県内建設業の倒産件数は【グラフ】の通り。2019~2022年度にかけては10件台で推移していたが、今年度は1月までに25件が倒産。2月にも6件が加わり、令和以降で最多の28件となった昨年度の総数を上回った。
帝国データバンクや県建設業協会によると、近年は復興特需減少などが直撃し、経営難に陥る事業者が増えていた。今年度は昨年4月から導入された時間外労働の上限規制への対応を迫られたことも重なったとみられる。法定の残業時間を超えないよう従来より多くの人手を確保するため人件費が膨らんだとみられ、同社の担当者は「小規模事業者を中心に規制導入が追い打ちをかけた可能性がある」と分析している。■実情と合わず
同協会の調査では、上限規制導入に伴う課題などがあるとしたのは回答した会員190社のうち約9割に上った。制度などが実情と合わず、事業者の負担が過大となっている実情も浮き彫りになった。
特に目立ったのは「工期」の課題だった。勤務時間を順守する方策として「週休2日工事」の普及が進む一方、工期が従業員の休みを想定せずに短く設定され、期限内の完了のため計画より多くの作業員が必要になった例が報告された。県内で人手が集まらず、交通費などがより多く必要な県外に呼びかけざるを得ない事業者もいたという。「民間の適正工期への理解が不足している」と官民の温度差への訴えもあった。
「経費や単価」についての課題も指摘された。工期を従来より長く設定した現場でも、機械のリース料なども増えた結果、収益が減った事業者もいた。

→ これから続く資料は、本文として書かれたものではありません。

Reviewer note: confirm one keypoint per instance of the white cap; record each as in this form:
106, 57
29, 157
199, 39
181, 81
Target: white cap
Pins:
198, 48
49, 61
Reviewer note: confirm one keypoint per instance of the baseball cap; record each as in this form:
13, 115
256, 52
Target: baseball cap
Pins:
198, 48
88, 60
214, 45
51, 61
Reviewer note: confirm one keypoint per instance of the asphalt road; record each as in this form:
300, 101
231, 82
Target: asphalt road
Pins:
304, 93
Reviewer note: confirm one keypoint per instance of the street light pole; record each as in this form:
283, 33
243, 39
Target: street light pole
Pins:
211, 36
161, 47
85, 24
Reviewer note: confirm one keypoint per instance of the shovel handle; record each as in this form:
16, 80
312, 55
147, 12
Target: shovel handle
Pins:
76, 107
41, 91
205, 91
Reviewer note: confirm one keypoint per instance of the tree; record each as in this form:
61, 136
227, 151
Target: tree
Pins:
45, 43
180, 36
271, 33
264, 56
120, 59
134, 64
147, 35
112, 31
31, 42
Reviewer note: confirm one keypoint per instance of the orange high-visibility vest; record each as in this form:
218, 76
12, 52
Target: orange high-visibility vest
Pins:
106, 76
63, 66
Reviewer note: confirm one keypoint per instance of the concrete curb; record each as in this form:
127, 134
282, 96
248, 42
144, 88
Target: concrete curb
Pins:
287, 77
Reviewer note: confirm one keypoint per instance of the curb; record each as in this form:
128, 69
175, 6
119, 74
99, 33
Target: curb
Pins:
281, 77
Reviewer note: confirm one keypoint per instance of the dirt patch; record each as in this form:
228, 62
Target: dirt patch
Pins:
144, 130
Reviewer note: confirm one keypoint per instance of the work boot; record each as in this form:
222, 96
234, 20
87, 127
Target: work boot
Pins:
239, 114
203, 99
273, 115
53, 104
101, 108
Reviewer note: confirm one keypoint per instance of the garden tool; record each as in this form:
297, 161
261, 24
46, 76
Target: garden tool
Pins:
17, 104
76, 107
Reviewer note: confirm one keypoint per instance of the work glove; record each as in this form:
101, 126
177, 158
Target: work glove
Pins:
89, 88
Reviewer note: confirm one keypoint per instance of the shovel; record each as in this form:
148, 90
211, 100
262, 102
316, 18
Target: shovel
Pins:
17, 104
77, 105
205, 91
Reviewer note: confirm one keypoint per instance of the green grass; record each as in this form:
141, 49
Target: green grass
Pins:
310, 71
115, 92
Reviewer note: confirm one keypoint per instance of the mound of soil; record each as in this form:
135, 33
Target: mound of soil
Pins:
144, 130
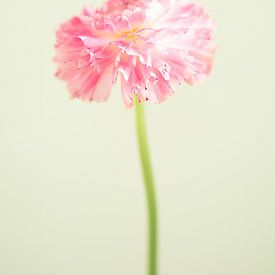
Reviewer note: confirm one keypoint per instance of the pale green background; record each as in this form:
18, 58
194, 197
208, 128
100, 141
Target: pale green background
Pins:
71, 195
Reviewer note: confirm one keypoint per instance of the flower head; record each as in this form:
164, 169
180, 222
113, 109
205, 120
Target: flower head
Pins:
150, 44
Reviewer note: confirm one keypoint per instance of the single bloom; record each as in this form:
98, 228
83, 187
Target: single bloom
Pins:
149, 44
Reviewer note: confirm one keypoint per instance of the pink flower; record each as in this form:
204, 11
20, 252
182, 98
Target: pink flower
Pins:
150, 44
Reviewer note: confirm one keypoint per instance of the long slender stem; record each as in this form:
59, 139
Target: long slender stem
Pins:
149, 187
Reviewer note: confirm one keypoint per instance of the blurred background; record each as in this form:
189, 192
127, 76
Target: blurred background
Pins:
71, 192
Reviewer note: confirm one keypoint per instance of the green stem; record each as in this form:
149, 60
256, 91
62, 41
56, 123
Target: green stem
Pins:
149, 187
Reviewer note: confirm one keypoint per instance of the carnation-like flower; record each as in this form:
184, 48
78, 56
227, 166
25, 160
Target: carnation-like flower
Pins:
149, 44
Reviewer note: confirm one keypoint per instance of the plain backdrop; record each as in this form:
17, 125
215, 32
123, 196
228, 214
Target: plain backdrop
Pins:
71, 192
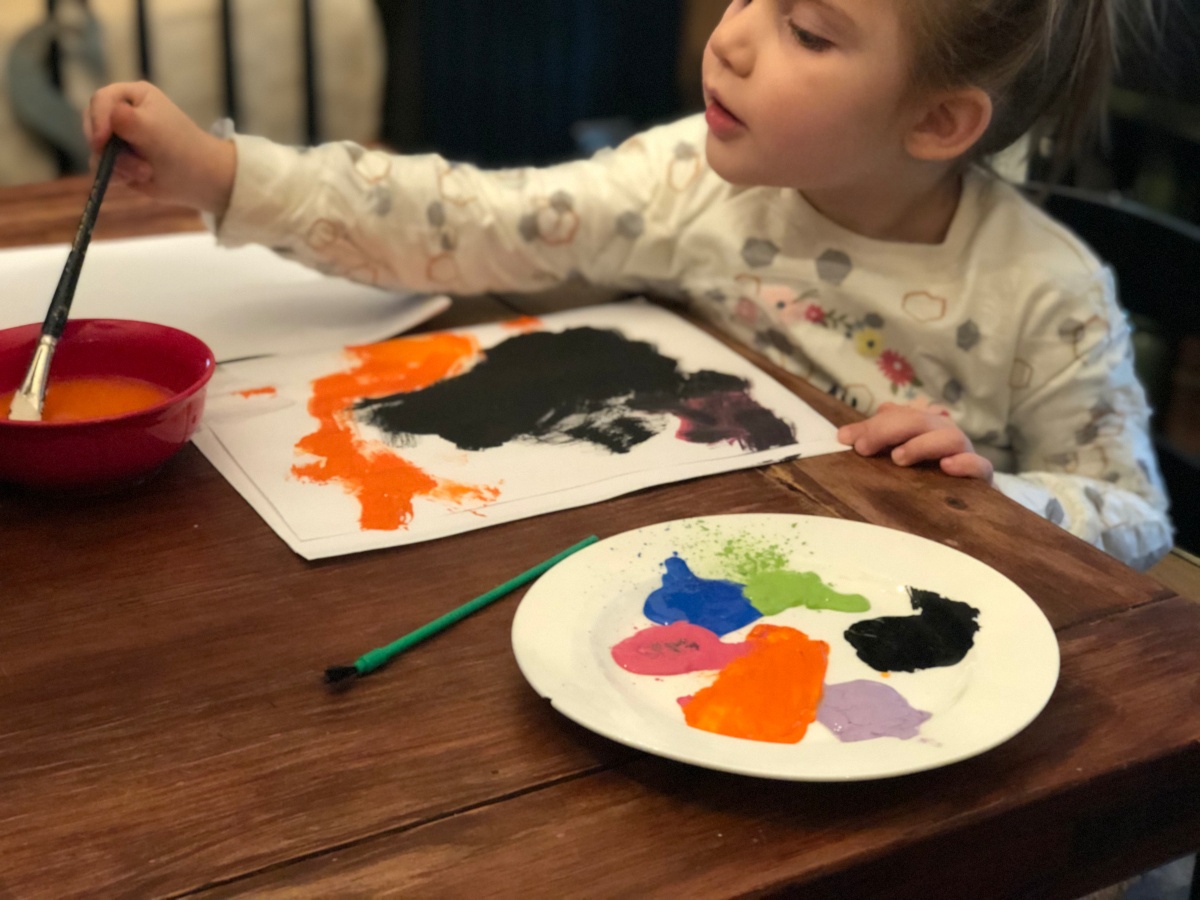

福島市の日新土建は以前より工期が延び、特に人件費の負担が増したという。桃井三夫社長(65)は「人手不足の業界に定着してもらうには、休日・給料も多くしなくてはならないのに制度全体が追い付いていない」と適正な工事単価の設定などを求めている。■早急な対応を
同協会は、働き方改革と建設業の維持の両立には実情に合った工期や工事費の設定などが官民ともに必要な現状を訴えている。要望を受けた県は市町村などとつくる発注者協議会での取り組み推進、福島労働局などと連携した経済団体への働きかけを強める考えだ。
同協会の担当者は、倒産などが続けば、災害時の復旧対応やインフラの維持などに支障が出かねないとして「激変緩和措置を取るなど建設事業者の存続の手だてを考えてほしい」と早急な対応を求めている。